Ouro de Tolo
Por Ramon Bacelar
Em uma ensolarada e agradável manhã de domingo, dois amigos de infância se encontraram no Rio da Garganta Funda e remaram em direção à bacia.
Com o calor ainda distante do seu pico, um deles retirou o chapéu de palha e arremessou a linha de pesca a três metros da canoa.
— Tu num vai jogar a vara não Jão?
— Vô sim Zé.
— O dia tá bunito num tá?
— Tá. - Respondeu secamente.
— A pesca vai sê das boa né?
— É.
— Virge Maria ...Tu tá acabrunhado com o que homi de Deus?
Não respondeu.
Duas horas depois Zé tentou novamente.
— Aí ó... Mais outro peixe biliscando seu anzol e eu até agora num peguei ninhuzinho... e tú desse jeito quieto como pedra.
O amigo continuou silencioso por toda manhã.
— Òia Jão, se tú num quisé falá cumigo eu vô remá minha canoa e ir imbora agora mermo.
O amigo deu um pulo.
— Vô...Vô falá sim... – Mordeu os lábios enquanto retirava mais uma truta do anzol. – Num é nada cum você não.
— Não?
— Não.
— Intão...
— Intão o quê?
— É o quê homi!
— É a vida Zé. – Desabafou cabisbaixo.
— Cuma?
— É qui... Eu vô morrê sem fazê meus sonho e desejo.
— Oxente?!
Continuou.
— O que eu quiria...Quiria mermo de verdadi, desde minininho, era ficar rico, muito rico, podrão de rico.
O amigo soltou a vara com o susto que tomou.
— Paizín do céu, tu tá reclamando do que homi?! Deus num gosta dessas sujerinha no coração não. Tua canoa tá qui num guenta com tanto peixe e a minha... – Suspirou - Treis trutinha bem piquininhinha. Quem divia tá assim era eu sô.
— Eu sei Zé, mais é que...
— Agora tu vai me deixar falá.
Jão não respondeu.
— Como tá a Neuza?
— Tá bem, muié boa como ela num inzeste não.
— E o Carlinho, Joana...
— Os fio tá tudo bão e com as bochecha rosadona que tu pricisa vê.
— Intão homí!Que qui tu quer mais?! Se tu fossi rico ia precisá sair daqui e ficá longe dos amigo. Cidade grande...Tú sabe né?
— Sei o que homi?
— Homi de cidade grande é compricado.
— Num intendi não. - Balançou a cabeça.
— Põe compricado nisso.
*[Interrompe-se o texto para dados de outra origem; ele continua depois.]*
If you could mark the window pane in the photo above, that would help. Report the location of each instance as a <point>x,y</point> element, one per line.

Eles tira leitinho fresquinho de nossas vaquinha e manda prus cientista da cidade... Aí eles faiz leite virá pó e coloca numa lata prá vendê prá nóis... Aí pra compricar inda mais... A gente pega água e mistura com pó pra fazer o leitinho iguarzinho como de nossas vaquinha, e inda paga caro. É compricado. – Lamentou.
— Oxente. – Coçou a cabeça - E num é sô!! Nunca matutei esses assunto não. Tu tá certo homi!!!
— Pois é.
— Pois é.
Silêncio.
— Sabe o que é Zé?
— Que Jão?
— É que... Que... mermo compricado eu inda quero ser rico. Vou pidir.
— Cuma? Pidí o que?
—Pidí pra Deus pra ser rico, ter muito, muito...
— Tu tá cum sujeirinha na cabeça homi! Pricisa ir à missa falar com...
— Paizinho nosso que tá no céu...
— Que... que qui tu tá...
— Tô pidindo, num tá vendo?– Continuou rezando – Santificado seja...
— Óia, óia, eu num guento vê essas coisa não.
— Vem a nóis o nosso...
— Tô indo imbora!
Girou a canoa, mas antes de alcançar a outra margem foi surpreendido com gritos.
— Virge, Virginha Maria, meu Deus, Deuzin do Céu!!!...So..Socorro! Socorro Zé... Zé socorro, sooo... ... ... ...
Girou o pescoço, mas só distinguiu a ponta da frágil canoa sumir nas profundezas pelo peso das incontáveis trutas douradas.